Perhaps it is a deeper structural problem that women do not have a place at the decision-making table among the world’s most important economies. This includes Australia. 

That the G20 went virtual meant that Saudi Arabia faced an even greater challenge in overcoming its own controversies and demonstrating to the world that its liberalisation was more than a public relations exercise.

Not in the five years of my attending G20 meetings in Turkey, China, Argentina and Japan had delegates faced a significant and important campaign to boycott or protest the G20 presidency. The imprisonment of women’s rights activists including Loujain al-Hathloul and the killing of Jamal Khashoggi in the Saudi embassy in Turkey are examples of a Kingdom at odds with its own liberalisation – there is a tension where legislative change has outpaced social and institutional change. For the G20 and its non-government delegates, there is a dance between the productive engagement and firm hand that is required when working in a context of great contradiction.

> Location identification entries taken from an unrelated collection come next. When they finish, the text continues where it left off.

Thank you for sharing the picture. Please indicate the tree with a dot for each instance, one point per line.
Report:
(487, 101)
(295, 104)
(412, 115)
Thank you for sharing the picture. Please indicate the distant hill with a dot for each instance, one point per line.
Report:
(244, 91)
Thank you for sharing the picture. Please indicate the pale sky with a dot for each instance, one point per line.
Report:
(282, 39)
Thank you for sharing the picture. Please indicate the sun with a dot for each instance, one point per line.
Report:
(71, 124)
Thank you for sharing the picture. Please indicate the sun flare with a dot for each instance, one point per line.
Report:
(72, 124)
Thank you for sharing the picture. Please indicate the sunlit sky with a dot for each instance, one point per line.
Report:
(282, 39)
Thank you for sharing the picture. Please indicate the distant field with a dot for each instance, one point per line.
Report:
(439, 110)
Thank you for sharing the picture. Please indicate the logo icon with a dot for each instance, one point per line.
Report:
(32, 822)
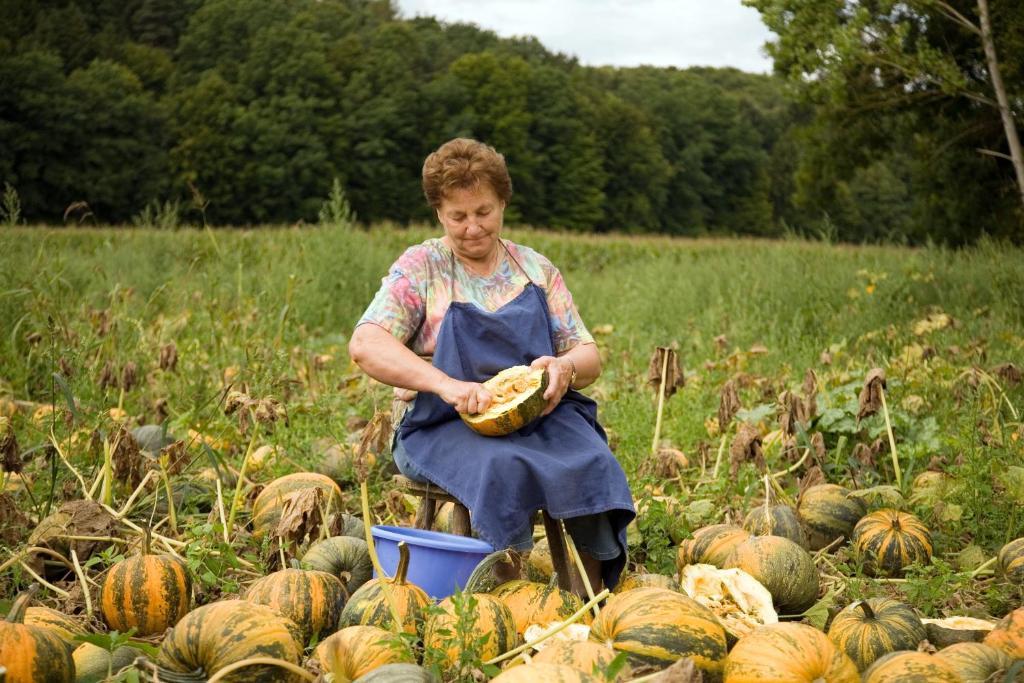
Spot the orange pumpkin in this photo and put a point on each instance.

The scrutiny of a glitzy G20 hosted under Saudi Arabia means that both the government and non-government tracks need to deliver a transparent process that delivers on its promises. Already this year we have seen this challenged.

In the early stages of the Covid-19 pandemic, it was not until April that women were mentioned in official communication from the government track of the G20. This is despite the overwhelmingly disproportionate economic impact of the crisis on women. Given that Saudi Arabia had promised the mainstreaming of women and the economy across the G20, once a real crisis hit, women were forgotten. This raised concerns among analysts that the W20 was simply a tool in Saudi Arabia’s attempt to “gender wash” the G20.

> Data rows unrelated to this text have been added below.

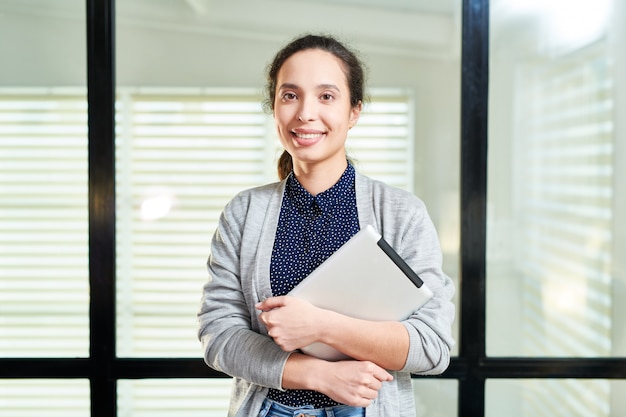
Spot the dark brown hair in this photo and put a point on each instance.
(352, 67)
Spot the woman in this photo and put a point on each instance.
(269, 238)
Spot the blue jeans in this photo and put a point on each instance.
(274, 409)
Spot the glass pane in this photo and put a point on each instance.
(44, 273)
(173, 397)
(435, 397)
(44, 398)
(192, 133)
(554, 263)
(555, 398)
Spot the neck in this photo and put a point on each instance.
(317, 178)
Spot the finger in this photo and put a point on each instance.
(382, 375)
(270, 303)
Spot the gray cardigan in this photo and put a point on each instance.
(236, 343)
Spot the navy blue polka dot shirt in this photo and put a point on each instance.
(310, 229)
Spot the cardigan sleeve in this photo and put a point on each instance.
(231, 344)
(430, 327)
(403, 220)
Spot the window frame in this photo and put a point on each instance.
(471, 368)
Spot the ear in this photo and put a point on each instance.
(355, 113)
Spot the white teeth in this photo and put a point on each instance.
(308, 135)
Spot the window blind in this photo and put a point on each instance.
(180, 158)
(181, 155)
(43, 224)
(565, 216)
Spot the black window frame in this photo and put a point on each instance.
(472, 368)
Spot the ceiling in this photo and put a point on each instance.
(424, 28)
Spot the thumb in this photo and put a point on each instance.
(270, 303)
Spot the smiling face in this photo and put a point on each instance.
(312, 110)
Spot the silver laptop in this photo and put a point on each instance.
(366, 279)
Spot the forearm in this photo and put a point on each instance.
(386, 343)
(349, 382)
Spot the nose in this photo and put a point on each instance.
(307, 110)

The Australian W20 delegation raised our concerns privately and were responded to in a manner considered satifactory. I have reservations about singling out one country alone. Across G20 member countries, there is only one female head of government (Germany’s Chancellor Angela Merkel). Perhaps it is a deeper structural problem that women do not have a place at the decision-making table among the world’s most important economies. This includes Australia.  

UK Prime Minister Boris Johnson on a video call to other G20 leaders, 26 March 2020 (Andrew Parsons/No 10/Flickr)

The final product of the G20, the Leaders’ Communiqué, is due to be released at the Leaders’ Summit at the end of November. It relies on consensus of all member countries. While judgement might be placed on Saudi Arabia for its content and whether consensus is reached, it is worth turning to other challenges that may impact the result of the G20 this year.

The US presidential election outcome is already proving that between now and inauguration, US leadership will be unpredictable. Whether the United States, which has retreated from strengthening global institutions over the last four years, will have a representative is fair to question. President Trump has a preference for a strengthened and broadened G7 rather than a G20. This also might explain some of Australia’s incremental retreat from engagement with the G20 over the last few years.

There is more to add than the unpredictability of the remaining months of Trump’s presidency. The increasing trade tension between Australia and China may influence consensus – indeed, it would not be unheard of for disagreement to get in the way of a final joint statement (such as APEC 2018). The number of Covid-19 cases among G20 countries is enormous, with the top five highest-incidence countries all in the G20 (United States, India, Brazil, France and Russia). The tension among countries between the urgency of a health response and an economic response will certainly influence how and what the G20 leaders will be willing to endorse.

All of this points to a potentially weakened multilateral forum, rather than a functional one, lacking the capability to address a global crisis when needed. If such is the case at the conclusion of the 2020 Leaders’ Summit, it raises the question: for what and why does the G20 continue to exist?